Keywords are the words and phrases people use in their online searches. Be aware that sometimes the searcher’s motives are purely academic. Other times it’s research in preparation for making a purchase decision at a later time (maybe 5 minutes, 5 hours, 5 days, 5 months?). Typically this time span relates to the dollar amount being spent, someone spending $20 will not typically spend the amount of time researching a product as one that spends $500.
Therefore, with large ticket items the process often involves a number of websites, and in today’s market many variables can be in play. We have different platforms and devices such as Desktop or Mobile, Local or Non-Local, Social influence and platforms and even good old word of mouth – these all will typically play a part in the purchase process.
However, a money-transaction ensues only in the final case, when a researcher becomes a buyer and uses specific keywords to locate the product or service they know they want to purchase.Of course, a site might use keywords tempered for all steps of the buying process. But realize that it’s only in the latter case—when a searcher becomes a buyer— that there’s any statistically significant chance for an online company to make a sale in an unbroken…
keyword > search results > go to website > add to cart > complete sale
So, while all steps of this purchasing research process involve keywords, only one type (statistically speaking) consistently leads to making sales. That’s why today’s professional SEM’s (search engine marketers) stress and strain to identify the keywords customers are using when they are ready to BUY their product or service.
Sure, their secondary focus is to work keywords into their information pages that funnel (re)searchers to sales pages as they’re preparing themselves to buy. But the professionals know the difference. They know to focus their efforts on determining exactly which keywords people use to buy and which ones they use to research. Then they reverse-engineer the process by building their buy keyword-pages first before broadening their focus toward crafting their information pages that’ll capture the (re)searchers as well.
If a consumer is looking to buy a new tablet, they might keyword (re)search Google for tablet. Obviously, they’ll get results that offer a wide variety of brands with an almost endless selection of features. At this stage they are researching.
After seeing so many results, they will begin to research what is the best brand and model for their purposes. Soon they may learn about why some people like iPad’s better than Android tablets, and vice versa, why many prefer Android. Quite likely many will ask their friends, or be influenced by their friends choice in tablets via social media like Facebook. Eventually they will narrow their search down to a particular brand and model based on this research, and they are ready to BUY.
At some point they become convinced the Google Pixel C is what they want and has all the awesome new features available Let’s suppose it becomes their tablet of choice.
That’s when the savvy online shopper enters a highly specific keyphrase—something like Google Pixel C …lo and behold, here’s what Google returns:
It doesn’t take a behavioral science major to figure out that one of these top listed sites is likely to get that consumer’s purchase as soon as the (re)searcher turns into a buyer.

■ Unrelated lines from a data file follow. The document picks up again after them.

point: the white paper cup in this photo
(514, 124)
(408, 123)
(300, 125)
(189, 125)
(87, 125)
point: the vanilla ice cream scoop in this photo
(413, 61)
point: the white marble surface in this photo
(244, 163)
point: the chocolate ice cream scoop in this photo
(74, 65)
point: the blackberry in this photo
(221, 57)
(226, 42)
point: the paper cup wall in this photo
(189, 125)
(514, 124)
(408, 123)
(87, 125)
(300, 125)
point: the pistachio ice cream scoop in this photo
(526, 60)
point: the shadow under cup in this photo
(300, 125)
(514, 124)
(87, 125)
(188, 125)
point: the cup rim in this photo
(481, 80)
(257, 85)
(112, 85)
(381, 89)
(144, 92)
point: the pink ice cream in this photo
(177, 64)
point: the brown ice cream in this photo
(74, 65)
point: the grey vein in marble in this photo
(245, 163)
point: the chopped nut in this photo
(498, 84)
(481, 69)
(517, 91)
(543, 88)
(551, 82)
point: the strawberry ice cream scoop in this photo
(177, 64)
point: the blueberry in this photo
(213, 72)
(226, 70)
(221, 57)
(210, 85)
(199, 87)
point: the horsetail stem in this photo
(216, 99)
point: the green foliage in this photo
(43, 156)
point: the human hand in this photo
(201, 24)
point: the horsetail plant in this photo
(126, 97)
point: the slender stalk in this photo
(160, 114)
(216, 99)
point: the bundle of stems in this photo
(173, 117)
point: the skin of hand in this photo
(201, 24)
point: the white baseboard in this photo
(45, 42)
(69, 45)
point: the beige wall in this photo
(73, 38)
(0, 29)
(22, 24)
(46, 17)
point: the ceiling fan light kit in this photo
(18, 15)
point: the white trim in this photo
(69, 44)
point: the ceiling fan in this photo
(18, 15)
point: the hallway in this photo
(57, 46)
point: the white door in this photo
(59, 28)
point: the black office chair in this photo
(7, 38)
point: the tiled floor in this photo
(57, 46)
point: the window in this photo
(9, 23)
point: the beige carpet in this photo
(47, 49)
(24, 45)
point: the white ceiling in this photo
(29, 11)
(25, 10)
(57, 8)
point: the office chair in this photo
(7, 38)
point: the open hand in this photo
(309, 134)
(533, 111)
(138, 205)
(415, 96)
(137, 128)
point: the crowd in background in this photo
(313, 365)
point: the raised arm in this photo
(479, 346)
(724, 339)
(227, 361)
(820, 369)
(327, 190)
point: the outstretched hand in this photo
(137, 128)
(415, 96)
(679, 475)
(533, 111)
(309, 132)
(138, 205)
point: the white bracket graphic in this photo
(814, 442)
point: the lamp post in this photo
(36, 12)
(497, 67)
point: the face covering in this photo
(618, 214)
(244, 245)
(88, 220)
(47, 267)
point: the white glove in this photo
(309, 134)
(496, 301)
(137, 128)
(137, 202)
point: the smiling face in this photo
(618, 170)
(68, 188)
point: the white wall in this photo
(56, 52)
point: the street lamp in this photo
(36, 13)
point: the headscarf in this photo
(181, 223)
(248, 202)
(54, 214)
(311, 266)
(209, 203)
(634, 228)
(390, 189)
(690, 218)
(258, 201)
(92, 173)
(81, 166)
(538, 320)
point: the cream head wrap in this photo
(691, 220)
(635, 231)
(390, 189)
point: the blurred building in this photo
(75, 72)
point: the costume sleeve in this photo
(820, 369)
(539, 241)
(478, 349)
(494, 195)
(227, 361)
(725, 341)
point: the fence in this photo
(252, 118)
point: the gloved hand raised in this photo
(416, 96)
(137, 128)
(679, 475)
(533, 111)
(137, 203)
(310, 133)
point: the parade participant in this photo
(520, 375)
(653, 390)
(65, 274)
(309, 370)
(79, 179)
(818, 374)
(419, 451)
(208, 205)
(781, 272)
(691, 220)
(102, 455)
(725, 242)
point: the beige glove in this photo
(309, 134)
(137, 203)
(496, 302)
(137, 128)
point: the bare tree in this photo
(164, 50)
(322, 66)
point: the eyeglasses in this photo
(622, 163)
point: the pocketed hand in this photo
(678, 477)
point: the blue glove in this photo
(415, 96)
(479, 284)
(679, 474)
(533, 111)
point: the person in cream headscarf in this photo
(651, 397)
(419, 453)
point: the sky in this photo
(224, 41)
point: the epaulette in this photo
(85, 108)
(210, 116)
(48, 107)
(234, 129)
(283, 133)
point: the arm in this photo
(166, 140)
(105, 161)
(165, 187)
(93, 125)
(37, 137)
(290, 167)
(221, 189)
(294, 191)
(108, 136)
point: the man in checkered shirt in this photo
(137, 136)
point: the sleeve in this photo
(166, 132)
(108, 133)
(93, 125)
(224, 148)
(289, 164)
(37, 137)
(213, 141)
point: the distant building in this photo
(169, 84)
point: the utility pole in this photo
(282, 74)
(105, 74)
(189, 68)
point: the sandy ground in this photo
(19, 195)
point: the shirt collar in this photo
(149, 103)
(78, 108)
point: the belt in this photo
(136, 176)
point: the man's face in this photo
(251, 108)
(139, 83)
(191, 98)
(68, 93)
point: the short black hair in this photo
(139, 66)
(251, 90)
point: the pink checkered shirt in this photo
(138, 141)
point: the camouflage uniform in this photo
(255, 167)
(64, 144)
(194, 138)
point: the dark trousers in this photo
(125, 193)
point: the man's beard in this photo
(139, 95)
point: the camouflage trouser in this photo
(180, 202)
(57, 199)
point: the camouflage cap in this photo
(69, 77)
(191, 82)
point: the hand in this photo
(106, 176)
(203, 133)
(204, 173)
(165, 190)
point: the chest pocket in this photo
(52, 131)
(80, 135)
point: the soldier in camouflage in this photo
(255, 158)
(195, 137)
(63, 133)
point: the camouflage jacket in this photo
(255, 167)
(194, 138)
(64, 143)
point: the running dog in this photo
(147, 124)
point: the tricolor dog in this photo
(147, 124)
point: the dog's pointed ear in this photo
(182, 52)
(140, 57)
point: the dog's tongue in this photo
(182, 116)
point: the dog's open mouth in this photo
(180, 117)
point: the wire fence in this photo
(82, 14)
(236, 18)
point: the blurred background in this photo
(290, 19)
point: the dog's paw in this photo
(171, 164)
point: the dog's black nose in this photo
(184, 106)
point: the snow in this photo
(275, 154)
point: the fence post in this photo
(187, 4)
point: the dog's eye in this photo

Ironically, those informational ‘funnel pages’—the pages that scored well for keywords like Best Android Tablet, Tablet Reviews, 10″ tablet, and so forth are what primed the pump for this sale. But, ultimately, they were left out in the cold like the nice guy on a blind date with a hottie who’s still pining away over her last boyfriend.
While Tablet, Android, and Reviews were important keywords, the page that got the girl, …uh, sale, was the page with the specific tablet model. We’re not alone in this theory, notice what search queries trigger Google’s Merchant Feed / Shopping Knowledge panel, when you see Google Shopping show up, that was a Query with Purchase Intent that shoppers have used in the past. Google’s AI isn’t dumb, it has billions of data points to work with, and that shopping panel on the right is a very BIG clue.
So, your job is to also reverse engineer the keyword buying process for your market, making sure your pages score well in the keyword searches your customers are using to buy. Once you’ve covered that base, then you can build your informational funnel pages to help snag more of them.